Albert Rivera daba el pasado 9
de agosto un paso importante para desbloquear la situación política que
arrastra España desde las elecciones del 26J. El líder de Ciudadanos ofrecía a
Rajoy el apoyo de sus 32 diputados a cambio de la aceptación de seis puntos
básicos: anunciar ya la fecha de investidura, expulsar a todo cargo
público imputado por corrupción, eliminar los aforamientos, cambiar la ley
electoral, acabar con los indultos por corrupción, limitar el mandato
presidencial y crear una comisión parlamentaria del caso Bárcenas. Rajoy pospuso la respuesta a estas exigencias
de Rivera hasta el día 17, fecha en la que se reuniría la Junta Directiva
Nacional para votar la aprobación de estas medidas. Con este aplazamiento el
presidente en funciones perseguía elaborar una estrategia definitiva de cara a
su investidura y además ganar tiempo para seguir presionando a Pedro Sánchez
para que se abstuviera.
Si
Albert Rivera había protagonizado un golpe de efecto al exigir a Rajoy una
fecha para el debate de investidura, el líder del PP sorprendió a los españoles
eligiendo una fecha que llevaba las posibles terceras elecciones
al día de navidad. Era el último intento de Rajoy para presionar a Sánchez y responsabilizarle, en su caso, de que los españoles tuvieran que votar en plenas
navidades.
De
nuevo en este interminable y vergonzoso proceso de negociación para la
formación de gobierno, están sobre la mesa las estrategias
electorales de los partidos y no la buena voluntad para alcanzar acuerdos. Pero
llegados a este punto la actualidad está marcada por el proceso negociador
iniciado por Ciudadanos y el PP para alcanzar un acuerdo de investidura. En
este escenario negociador en el que ambos partidos están atrapados, Ciudadanos ha aceptado redefinir el concepto de
corrupción, pero para exhibir sus exigencias en otros aspectos, como son las
políticas sociales o la reforma de la Justicia, ha dado golpes sobre la mesa exigiendo al PP cantidades y
pronunciamientos claros. Incluso ha llegado a dar un ultimátum
al partido de Génova amenazando con abandonar la negociación y no apoyar la
investidura. El partido naranja escenifica de esta forma ante su electorado la "pureza" de su ideología, especialmente después de haber negado en el pasado reciente su apoyo a Rajoy por considerarle responsable de la corrupción existente en el Partido Popular.
Para
tranquilizar los ánimos y reconducir la negociación desarrollada por los equipos de
ambos partidos, han aparecido como “héroes salvadores” Rajoy y Rivera cruzándose
mensajes que sin duda permitirán llevar a buen puerto todo el proceso. Es todo
teatro, puro teatro pues tanto PP como Ciudadanos saben que del acuerdo para la
investidura depende el éxito de sus estrategias de cara a unas hipotéticas, pero
lamentablemente posibles, terceras elecciones.

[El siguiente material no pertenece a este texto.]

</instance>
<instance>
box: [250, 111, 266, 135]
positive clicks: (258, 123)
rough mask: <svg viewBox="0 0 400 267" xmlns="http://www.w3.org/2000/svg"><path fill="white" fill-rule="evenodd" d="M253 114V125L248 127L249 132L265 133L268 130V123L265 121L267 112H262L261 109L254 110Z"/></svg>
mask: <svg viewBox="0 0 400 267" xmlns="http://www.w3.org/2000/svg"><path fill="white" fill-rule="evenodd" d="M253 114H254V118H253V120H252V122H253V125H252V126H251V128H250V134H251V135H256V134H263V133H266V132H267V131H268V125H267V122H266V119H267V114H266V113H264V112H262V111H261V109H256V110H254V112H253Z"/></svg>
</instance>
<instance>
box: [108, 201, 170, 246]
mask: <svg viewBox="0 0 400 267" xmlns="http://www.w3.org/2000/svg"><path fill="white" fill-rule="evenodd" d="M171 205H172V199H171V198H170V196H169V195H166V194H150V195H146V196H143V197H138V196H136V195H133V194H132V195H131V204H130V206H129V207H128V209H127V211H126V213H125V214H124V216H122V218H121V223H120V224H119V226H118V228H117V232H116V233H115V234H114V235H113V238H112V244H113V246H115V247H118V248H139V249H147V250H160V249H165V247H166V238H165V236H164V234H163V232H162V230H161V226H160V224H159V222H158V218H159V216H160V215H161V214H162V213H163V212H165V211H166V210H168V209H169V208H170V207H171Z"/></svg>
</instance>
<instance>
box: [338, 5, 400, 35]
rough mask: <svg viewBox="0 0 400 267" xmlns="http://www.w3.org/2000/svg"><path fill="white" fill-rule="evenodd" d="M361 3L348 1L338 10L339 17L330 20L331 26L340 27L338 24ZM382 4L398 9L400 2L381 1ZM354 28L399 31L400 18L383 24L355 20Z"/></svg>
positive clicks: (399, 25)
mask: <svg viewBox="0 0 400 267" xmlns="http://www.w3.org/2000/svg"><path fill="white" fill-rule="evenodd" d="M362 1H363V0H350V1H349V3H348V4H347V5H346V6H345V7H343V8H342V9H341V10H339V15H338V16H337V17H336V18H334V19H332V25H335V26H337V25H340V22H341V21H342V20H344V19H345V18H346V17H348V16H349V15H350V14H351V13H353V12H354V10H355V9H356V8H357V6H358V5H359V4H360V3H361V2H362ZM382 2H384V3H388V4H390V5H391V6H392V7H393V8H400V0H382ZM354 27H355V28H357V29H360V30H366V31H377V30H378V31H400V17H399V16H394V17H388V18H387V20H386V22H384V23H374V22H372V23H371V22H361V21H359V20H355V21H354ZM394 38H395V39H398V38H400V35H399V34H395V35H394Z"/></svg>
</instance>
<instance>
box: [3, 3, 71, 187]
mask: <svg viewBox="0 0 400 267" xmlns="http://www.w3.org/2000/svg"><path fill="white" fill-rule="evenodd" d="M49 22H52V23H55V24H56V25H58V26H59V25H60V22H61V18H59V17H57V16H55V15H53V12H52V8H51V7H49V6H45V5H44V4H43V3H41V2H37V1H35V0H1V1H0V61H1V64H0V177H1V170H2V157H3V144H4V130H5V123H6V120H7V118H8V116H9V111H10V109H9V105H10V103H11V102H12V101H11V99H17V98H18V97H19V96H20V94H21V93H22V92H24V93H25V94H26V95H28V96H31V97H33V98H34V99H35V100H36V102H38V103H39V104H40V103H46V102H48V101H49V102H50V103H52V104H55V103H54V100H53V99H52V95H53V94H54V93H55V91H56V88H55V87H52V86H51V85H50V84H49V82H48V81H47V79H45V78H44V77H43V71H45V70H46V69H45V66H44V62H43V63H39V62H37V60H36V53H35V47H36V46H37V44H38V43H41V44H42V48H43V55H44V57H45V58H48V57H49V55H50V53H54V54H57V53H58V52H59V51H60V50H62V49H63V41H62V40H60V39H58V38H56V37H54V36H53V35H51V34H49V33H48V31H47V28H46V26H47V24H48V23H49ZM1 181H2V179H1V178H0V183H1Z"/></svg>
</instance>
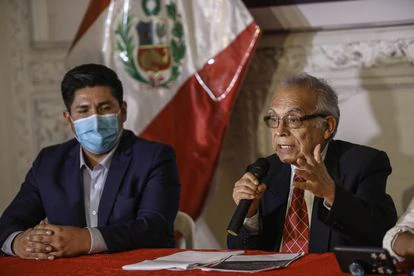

El objetivo de Rivera en estas negociaciones es conseguir un protagonismo político que está muy por encima de los 32 escaños conseguidos el 26J. Por su parte Rajoy persigue presentarse a la investidura con el apoyo de los 170 diputados que suman PP, Cs y Coalición Canaria. Por este motivo tanto PP como Cs necesitan alcanzar un acuerdo, aunque sea a consta de ceder en sus planteamientos iniciales. Todo ello envuelto en una puesta en escena en la que los de Rivera aparecen defendiendo a "cara de perro" su programa electoral.
Esta
situación me recuerda a otra de la que fui testigo directo. Un alcalde y
excelente profesional de la política daba palmaditas en la espalda, delante de
un grupo de vecinos, a un concejal para que solucionara un problema de
transporte escolar que había el municipio. El concejal sorprendido ante la
petición del alcalde intentó negarse. El edil insistió de nuevo, “esto lo
solucionamos verdad”. El concejal entonces no lo dudó y se comprometió a buscar
una solución.
Rajoy
y Rivera han dado una palmadita a los suyos en la espalda y habrá acuerdo,
habrá boda el próximo martes en el Congreso de los Diputados. Lo que no sabemos
es si los invitados serán suficientes para que se celebre con éxito la ceremonia, o si
deberá intentarse con “otros contrayentes”.